Gradislava Bikkulova
Gradislava Bikkulova

Reputation: 331

My setTimeout doesn't respect the delay

I want to repeat a function every 10s with setTimeout. My function is:

dateInLive = function() {
    crono = function(){
      setTimeout(function() {
        $('.datePoste').each(function(){
                $(this).load('in_live.php','in_live='+$(this).attr('id'))
            });
        crono();
        }
        ,10000);
    }
    crono();
}

But, it's really random; sometimes it's repeating after 15s, sometimes after 3s, sometimes after 6s.

Upvotes: 0

Views: 977

Answers (5)

adeneo
adeneo

Reputation: 318192

Recall crono() only when all the ajax requests are completed :

function crono(){
    setTimeout(function() {
        var arr = [];
        $('.datePoste').each(function(){
            var self = this;
                xhr = $.get('in_live.php', {in_live : this.id}, function(data) {
                    $(self).html( $.parseHTML(data) );
                });
            arr.push(xhr);
        });
        $.when.apply($, arr).done(crono);
    }, 10000);
}

Upvotes: 2

Kevin B
Kevin B

Reputation: 95022

In this situation, i would use deferred objects.

function crono(){
    setTimeout(function() {
        var defArr = [];
        $('.datePoste').each(function(i,el){
            var deferred = $.Deferred();
            defArr.push(deferred.promise());
            $(this).load('in_live.php','in_live='+$(this).attr('id'), function() {
                 deferred.resolve();
            });
        });
        $.when.apply($,defArr).done(crono);
    }, 10000);
}

Doing it this way will request all sections, then when all sections are received, wait 10 seconds and request them again, avoiding the request from piling up in a slow network situation.

Upvotes: 2

Spudley
Spudley

Reputation: 168685

You're using setTimeout to run a repeated event.

This is correct (others have recommended setInterval instead, but there are issues with this).

However you aren't setting the timeout on the subsequent calls -- you're just calling the crono() function directly, so after the initial timeout delay, it will then just start calling itself immediately over and over and over forever (until it exhausts the stack space).

What you need to do is call setTimeout() each time you call the function.

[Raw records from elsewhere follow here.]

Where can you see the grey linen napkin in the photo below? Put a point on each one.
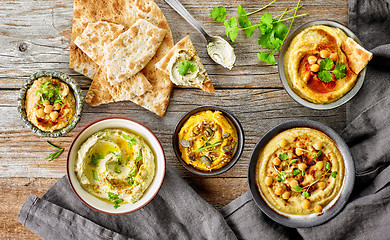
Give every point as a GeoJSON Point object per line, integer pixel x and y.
{"type": "Point", "coordinates": [367, 214]}
{"type": "Point", "coordinates": [177, 212]}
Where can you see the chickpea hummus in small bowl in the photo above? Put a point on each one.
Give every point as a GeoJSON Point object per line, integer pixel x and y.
{"type": "Point", "coordinates": [116, 165]}
{"type": "Point", "coordinates": [301, 173]}
{"type": "Point", "coordinates": [50, 103]}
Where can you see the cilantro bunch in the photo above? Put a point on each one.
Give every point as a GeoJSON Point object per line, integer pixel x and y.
{"type": "Point", "coordinates": [325, 72]}
{"type": "Point", "coordinates": [273, 31]}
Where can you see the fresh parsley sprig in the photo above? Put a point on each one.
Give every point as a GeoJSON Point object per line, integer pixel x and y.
{"type": "Point", "coordinates": [273, 31]}
{"type": "Point", "coordinates": [56, 154]}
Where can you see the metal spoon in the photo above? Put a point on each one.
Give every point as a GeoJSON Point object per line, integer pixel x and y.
{"type": "Point", "coordinates": [218, 48]}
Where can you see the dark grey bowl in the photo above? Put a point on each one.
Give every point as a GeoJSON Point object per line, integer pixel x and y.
{"type": "Point", "coordinates": [239, 147]}
{"type": "Point", "coordinates": [298, 221]}
{"type": "Point", "coordinates": [348, 96]}
{"type": "Point", "coordinates": [77, 94]}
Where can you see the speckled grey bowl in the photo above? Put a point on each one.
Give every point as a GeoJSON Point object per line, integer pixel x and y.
{"type": "Point", "coordinates": [348, 96]}
{"type": "Point", "coordinates": [76, 92]}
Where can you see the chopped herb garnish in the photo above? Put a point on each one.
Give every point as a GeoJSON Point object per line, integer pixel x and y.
{"type": "Point", "coordinates": [327, 165]}
{"type": "Point", "coordinates": [306, 194]}
{"type": "Point", "coordinates": [297, 188]}
{"type": "Point", "coordinates": [316, 155]}
{"type": "Point", "coordinates": [95, 175]}
{"type": "Point", "coordinates": [283, 156]}
{"type": "Point", "coordinates": [296, 171]}
{"type": "Point", "coordinates": [115, 199]}
{"type": "Point", "coordinates": [54, 155]}
{"type": "Point", "coordinates": [282, 176]}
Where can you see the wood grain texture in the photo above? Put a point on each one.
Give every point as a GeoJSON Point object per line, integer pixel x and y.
{"type": "Point", "coordinates": [35, 35]}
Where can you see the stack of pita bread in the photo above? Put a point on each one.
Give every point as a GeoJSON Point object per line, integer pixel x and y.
{"type": "Point", "coordinates": [117, 44]}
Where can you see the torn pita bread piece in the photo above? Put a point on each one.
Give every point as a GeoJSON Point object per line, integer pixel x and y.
{"type": "Point", "coordinates": [132, 50]}
{"type": "Point", "coordinates": [125, 13]}
{"type": "Point", "coordinates": [358, 57]}
{"type": "Point", "coordinates": [95, 37]}
{"type": "Point", "coordinates": [184, 67]}
{"type": "Point", "coordinates": [98, 93]}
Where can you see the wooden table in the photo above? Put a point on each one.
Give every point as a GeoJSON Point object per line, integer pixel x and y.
{"type": "Point", "coordinates": [35, 35]}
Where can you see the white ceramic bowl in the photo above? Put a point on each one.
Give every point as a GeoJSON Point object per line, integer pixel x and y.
{"type": "Point", "coordinates": [116, 122]}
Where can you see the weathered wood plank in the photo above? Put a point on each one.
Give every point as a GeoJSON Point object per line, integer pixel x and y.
{"type": "Point", "coordinates": [16, 190]}
{"type": "Point", "coordinates": [44, 29]}
{"type": "Point", "coordinates": [258, 110]}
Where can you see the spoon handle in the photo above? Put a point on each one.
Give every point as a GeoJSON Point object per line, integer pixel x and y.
{"type": "Point", "coordinates": [178, 7]}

Recode it something like this:

dateInLive = function() {
    crono = function(){
        $('.datePoste').each(function(){
            $(this).load('in_live.php','in_live='+$(this).attr('id'))
        });
        setTimeout(crono,10000);
    }
    setTimeout(crono,10000);
}

Upvotes: 2

shrimpwagon
shrimpwagon

Reputation: 905

You just have the crono() function in the wrong place.

dateInLive = function() {
 crono = function(){
 setTimeout(function() {
        crono();
        $('.datePoste').each(function(){
               $(this).load('in_live.php','in_live='+$(this).attr('id'))
           });
        }
        ,10000);
    }

}

Upvotes: 0

Gung Foo
Gung Foo

Reputation: 13558

you are doing something before creating the new timeout, which means there is bound to be "some" delay.

have a look at the setInterval() function.